Le collectif recense également 300 médecins formés à l’étranger, dans 40 facultés réparties dans 16 pays. Le plus ancien diplôme parmi ces médecins remonte à 2019.
Pour le COMENI-TCHAD, ces chiffres représentent autant de compétences et de parcours de formation susceptibles d’être mobilisés pour répondre aux besoins en personnel médical du pays.
Deux principales revendications
Le collectif articule sa démarche autour de deux exigences : l’intégration effective de l’ensemble des médecins concernés dans la fonction publique et le respect de la hiérarchie des promotions.
Avant de rendre leur situation publique, les médecins affirment avoir privilégié le dialogue et les voies institutionnelles. Des rencontres ont notamment eu lieu avec le ministre de la Santé publique, le secrétaire général et le directeur général du ministère de la Fonction publique, ainsi qu’avec des responsables de la Primature et du Secrétariat général du Gouvernement.

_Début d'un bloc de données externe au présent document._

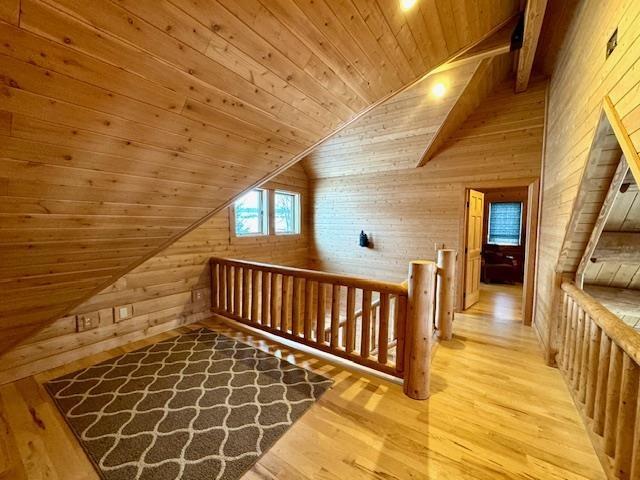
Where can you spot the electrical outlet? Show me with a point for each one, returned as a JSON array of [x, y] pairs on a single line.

Ces démarches ont permis, selon le collectif, de présenter leurs préoccupations aux autorités compétentes et de rechercher une solution institutionnelle. Mais le COMENI-TCHAD déplore que les engagements pris jusqu’ici n’aient pas encore été suivis d’effets concrets.
Le collectif juge cette situation difficilement compréhensible au regard des besoins en personnel médical dans plusieurs structures sanitaires du pays. Pour ses membres, l’intégration des 926 médecins dépasse ainsi le cadre d’une simple revendication professionnelle.
Elle constitue, selon eux, un enjeu pour le renforcement des ressources humaines en santé et l’amélioration de l’accès aux soins. Le COMENI-TCHAD présente à ce titre les médecins concernés comme une « force médicale disponible » que le pays pourrait rapidement mobiliser.
Dans leur déclaration, les médecins non intégrés ont salué les efforts du président de la République, Mahamat Idriss Déby Itno, en faveur du secteur de la santé.
Ils lui lancent toutefois un appel afin que la volonté affichée de faire de la santé une priorité se traduise, selon eux, par l’intégration des 926 médecins en attente.
« Investir dans leur intégration, c’est investir dans la santé des populations tchadiennes », soutient le collectif.
Tout en réaffirmant son attachement au dialogue, à la concertation et aux voies institutionnelles et légales, le COMENI-TCHAD assure qu’il restera mobilisé et vigilant jusqu’à l’aboutissement de sa démarche.